As a young immigrant physician to Israel, Waldman was drafted to IDF service. He had just completed his officers training and was in charge of Hadassah’s pediatric oncology department for the month when Operation Cast Lead broke out in Gaza in December 2008. It was then that he wrote the essay that would eventually grow into “This Narrow Space.”

“A lot of things just emotionally came to a head for me in those couple of weeks in terms of my identity and the patients’ identity. This weird stew of the Israel issues mixing with the backdrop of really sick kids. I woke up at 2 a.m. in my apartment and just vomited out this essay onto paper of what it felt like to be working there at the middle of all that. I just needed to get it out of my soul,” Waldman said.

Dr. Elisha Waldman during his IDF service. (Courtesy)

A recurring theme in Waldman’s memoir is the influence local religious authorities have over their followers’ healthcare and end-of-life decisions.

“In the ideal world, communication between a patient’s rabbi and the medical team would be seamless, everyone working together to explore goals, hopes, and fears in order to come up with a plan that is both medically and religiously or culturally appropriate for a given family. But in reality that sort of relationship rarely materializes,” he wrote.

More than once in his memoir, Waldman expressed his astonishment and frustration when ultra-Orthodox Jewish and religious Muslim parents alike refused to let surgeons amputate their daughters’ life-threatening cancerous limbs because of disfigurement stigmas.

Going into it, Waldman assumed his biggest challenge would be dealing with the Palestinian population, and in particular not being sufficiently clued into the attendant political and cultural subtleties. It turned out that Jewish religious differences were the hardest nut to crack.

“I think it was maybe because I had more skin in the game when it came to this. It involved my own religious identity and my own sense of community… and waking up to the fact that there are a lot of sub-communities, and that not everyone takes a pluralistic approach to diversity,” Waldman said.

“It’s not to say that I was not invested in the Palestinian issue.

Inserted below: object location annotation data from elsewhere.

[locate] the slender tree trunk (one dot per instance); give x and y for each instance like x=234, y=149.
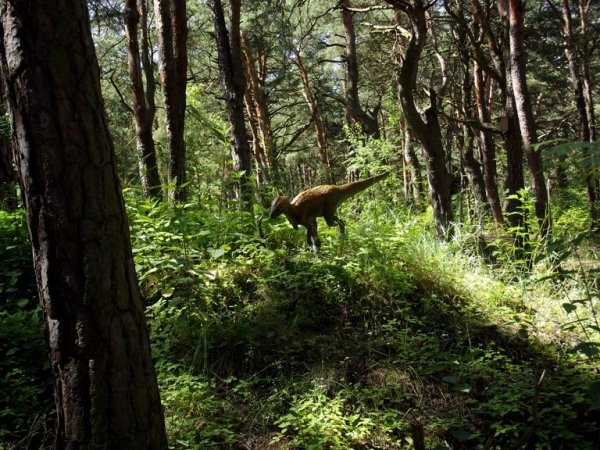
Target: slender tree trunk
x=425, y=126
x=233, y=83
x=259, y=113
x=471, y=165
x=354, y=110
x=580, y=103
x=8, y=192
x=413, y=181
x=142, y=111
x=585, y=67
x=171, y=24
x=525, y=113
x=106, y=392
x=317, y=120
x=514, y=182
x=487, y=149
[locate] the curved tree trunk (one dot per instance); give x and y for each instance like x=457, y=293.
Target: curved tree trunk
x=525, y=113
x=106, y=392
x=317, y=120
x=259, y=115
x=143, y=111
x=171, y=24
x=233, y=82
x=425, y=126
x=487, y=149
x=354, y=110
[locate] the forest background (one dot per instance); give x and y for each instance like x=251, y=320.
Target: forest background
x=460, y=309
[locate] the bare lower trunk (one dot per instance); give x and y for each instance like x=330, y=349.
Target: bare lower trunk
x=525, y=114
x=233, y=82
x=425, y=126
x=142, y=111
x=171, y=23
x=106, y=392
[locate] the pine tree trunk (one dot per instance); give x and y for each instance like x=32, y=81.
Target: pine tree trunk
x=368, y=122
x=487, y=149
x=142, y=111
x=105, y=386
x=525, y=114
x=171, y=25
x=233, y=83
x=317, y=120
x=425, y=126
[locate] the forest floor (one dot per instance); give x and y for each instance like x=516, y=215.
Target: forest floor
x=386, y=339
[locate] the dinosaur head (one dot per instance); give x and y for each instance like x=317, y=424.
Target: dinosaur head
x=279, y=206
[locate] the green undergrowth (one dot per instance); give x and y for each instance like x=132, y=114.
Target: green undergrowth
x=385, y=339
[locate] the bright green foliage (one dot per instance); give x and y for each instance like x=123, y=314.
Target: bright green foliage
x=17, y=279
x=26, y=404
x=262, y=344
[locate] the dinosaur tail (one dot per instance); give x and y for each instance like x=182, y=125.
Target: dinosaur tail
x=351, y=189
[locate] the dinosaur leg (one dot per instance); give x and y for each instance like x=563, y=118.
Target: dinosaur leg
x=341, y=224
x=334, y=220
x=312, y=236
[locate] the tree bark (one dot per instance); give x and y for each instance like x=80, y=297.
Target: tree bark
x=486, y=147
x=259, y=117
x=143, y=103
x=367, y=121
x=171, y=25
x=105, y=386
x=8, y=192
x=587, y=52
x=585, y=134
x=425, y=126
x=525, y=113
x=233, y=83
x=413, y=181
x=317, y=120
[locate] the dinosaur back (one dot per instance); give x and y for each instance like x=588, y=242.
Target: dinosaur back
x=354, y=188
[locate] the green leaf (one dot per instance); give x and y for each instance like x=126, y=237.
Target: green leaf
x=168, y=292
x=451, y=379
x=22, y=302
x=589, y=349
x=461, y=435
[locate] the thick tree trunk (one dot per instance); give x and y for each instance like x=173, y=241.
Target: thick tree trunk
x=317, y=120
x=587, y=53
x=514, y=182
x=472, y=166
x=8, y=192
x=525, y=113
x=233, y=83
x=368, y=122
x=142, y=111
x=580, y=103
x=259, y=115
x=171, y=25
x=487, y=149
x=413, y=181
x=425, y=126
x=105, y=386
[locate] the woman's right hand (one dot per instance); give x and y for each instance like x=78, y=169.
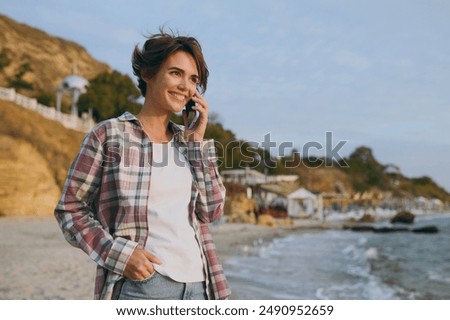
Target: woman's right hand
x=140, y=265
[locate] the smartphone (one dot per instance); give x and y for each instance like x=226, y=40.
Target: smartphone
x=189, y=111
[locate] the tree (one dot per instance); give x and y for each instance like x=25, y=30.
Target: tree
x=109, y=95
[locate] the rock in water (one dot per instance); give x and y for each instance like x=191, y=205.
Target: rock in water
x=426, y=229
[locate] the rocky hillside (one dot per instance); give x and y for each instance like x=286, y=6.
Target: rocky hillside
x=35, y=154
x=43, y=59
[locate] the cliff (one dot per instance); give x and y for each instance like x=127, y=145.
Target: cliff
x=35, y=154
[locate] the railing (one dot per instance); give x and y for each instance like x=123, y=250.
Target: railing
x=67, y=120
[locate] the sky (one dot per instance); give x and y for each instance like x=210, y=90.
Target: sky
x=370, y=73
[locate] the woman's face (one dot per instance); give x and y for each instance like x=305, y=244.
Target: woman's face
x=174, y=84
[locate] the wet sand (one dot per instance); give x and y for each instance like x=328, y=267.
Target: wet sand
x=36, y=262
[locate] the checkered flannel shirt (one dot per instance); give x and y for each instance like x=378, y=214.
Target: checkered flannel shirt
x=104, y=204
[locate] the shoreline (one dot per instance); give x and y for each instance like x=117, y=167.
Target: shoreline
x=38, y=263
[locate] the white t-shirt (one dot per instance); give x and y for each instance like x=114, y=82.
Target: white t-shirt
x=171, y=235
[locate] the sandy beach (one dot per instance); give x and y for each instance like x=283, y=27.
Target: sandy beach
x=37, y=263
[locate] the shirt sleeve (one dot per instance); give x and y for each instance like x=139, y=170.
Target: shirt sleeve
x=76, y=213
x=211, y=191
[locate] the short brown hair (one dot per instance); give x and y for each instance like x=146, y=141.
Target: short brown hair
x=158, y=48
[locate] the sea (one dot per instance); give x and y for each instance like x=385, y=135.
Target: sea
x=346, y=265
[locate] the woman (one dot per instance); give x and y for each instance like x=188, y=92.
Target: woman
x=141, y=191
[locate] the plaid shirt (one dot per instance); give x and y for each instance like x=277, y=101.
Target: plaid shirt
x=104, y=204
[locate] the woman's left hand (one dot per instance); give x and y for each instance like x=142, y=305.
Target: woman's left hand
x=196, y=131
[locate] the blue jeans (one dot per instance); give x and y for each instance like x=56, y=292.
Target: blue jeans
x=159, y=287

I actually feel deeply invested as someone who made aliya [immigrated to Israel], and as a human being, but I think it was easier for me to look at that as something external to myself… The real puzzle was getting into the heads of the Haredim from Mea Shearim who pulled down even more of a veil between them and me [than the Palestinians did],” he said.

Parents and young cancer patients in the hemato-oncology department at Hadassah Ein Kerem march as they protest against Health Minister Yaakov Litzman and Hadassah Ein Kerem Medical Center CEO Zeev Rotstein in Jerusalem, June 7, 2017 (Yonatan Sindel/Flash90)

Waldman has followed from afar the recent Hadassah pediatric oncology department crisis. In March 2017 his former boss and mentor, department head Prof. Michael (Mickey) Weintraub, along with five other doctors and three interns, decided to resign over a hospital management decision to reorganize that they felt unable to accept on medical and logistical grounds.

“I feel that what Mickey created in that department was a really beautiful, special bubble. It was a place where staff and patients and families — despite the fact that they were all threatened by the worse illnesses you can imagine —  all felt safe and protected,” Waldman said.

“It seems to be me that the hospital leadership and Health Ministry were extremely short sighted and narrow minded, and cost the greater Jerusalem community an incredible asset,” he said.